Le portage foncier, un « outil » pour faciliter l’accès aux terres agricoles


AFP le 03/04/2024 à 14:46

Face au vieillissement des exploitants agricoles et à la crise des vocations, le gouvernement souhaite développer le portage foncier, présenté comme un outil pour favoriser le renouvellement des générations d'agriculteurs.

L’article 12 du projet de loi agricole, présenté mercredi, permet de créer des « groupements fonciers agricoles d’investissement » (GFAI) qui vont lever de l’argent auprès d’investisseurs afin d’acheter des terres pour les louer à de nouveaux agriculteurs.

Dans ce dispositif, l’agriculteur n’a ainsi pas besoin de financer l’achat de ses terres. Il les loue à ces groupements d’acteurs privés ou publics, à plus ou moins long terme, ce qui lui permet se concentrer sur le développement de son activité.

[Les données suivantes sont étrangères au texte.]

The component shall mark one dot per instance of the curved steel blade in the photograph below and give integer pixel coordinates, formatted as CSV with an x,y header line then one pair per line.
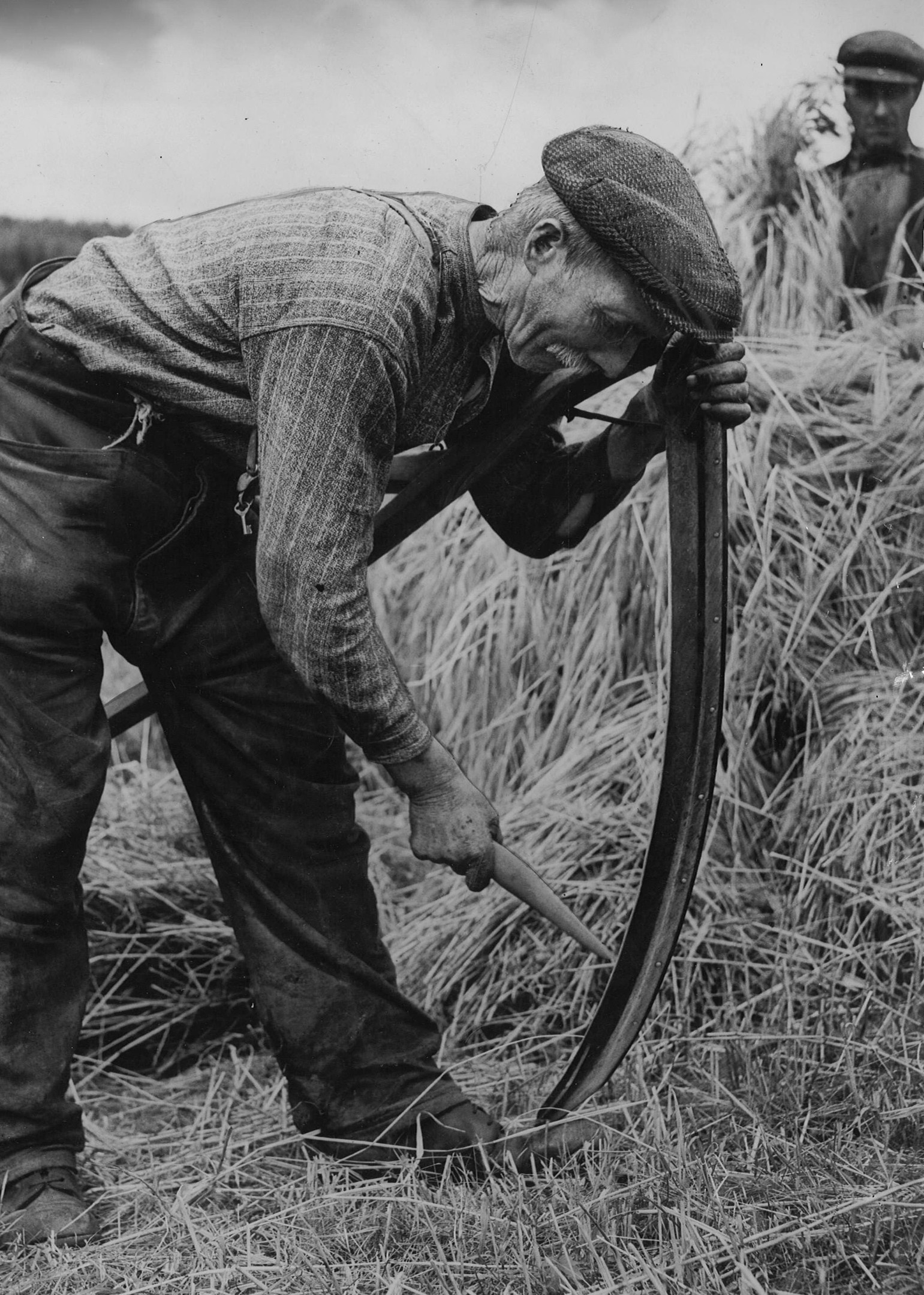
x,y
696,474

Les GFAI permettront « de développer le portage du foncier, notamment à destination des plus jeunes, à travers la mobilisation (…) de nouveaux capitaux », selon le cabinet du ministre de l’Agriculture Marc Fesneau, qui y voit un « outil parmi d’autres » pour lever les obstacles à l’installation.

Un outil de renouvellement générationnel

La moitié des 390 000 exploitations agricoles françaises sont dirigées par un agriculteur âgé d’au moins 55 ans et bon nombre de ces chefs d’exploitation partiront à la retraite d’ici 10 ans, selon le recensement agricole effectué en 2020. Parmi ceux ayant dépassé 60 ans, les deux tiers n’ont pas cherché ou identifié de repreneur.

En moyenne depuis 2015, 20 000 chefs d’exploitation cessent leur activité chaque année, tandis que 14 000 s’installent, d’après un rapport de la Cour des comptes paru l’an dernier.

Parallèlement, 60 % des candidats à l’installation en agriculture ne viennent pas du monde agricole, et n’ont donc ni terres ni capital matériel, selon les Chambres d’agriculture.

Le foncier agricole français a beau être l’un des moins chers en Europe, y accéder reste un défi, notamment par méconnaissance des terres disponibles « à l’instant T », explique Emmanuel Hyest, président de la fédération des organes de régulation du foncier (Safer), pour qui « le portage foncier est indispensable au renouvellement des générations ».

Qui sont les acteurs ?

Régions, collectivités, coopératives, banques, Safer… Différentes structures, issues de sphères publiques, privées, ou même citoyennes, se sont lancées dans le portage foncier.

On retrouve également des initiatives « organisées par des agriculteurs », relève M. Hyest, comme les GFA mutuels, des groupements fonciers agricoles qui permettent d’acheter du foncier de manière collective.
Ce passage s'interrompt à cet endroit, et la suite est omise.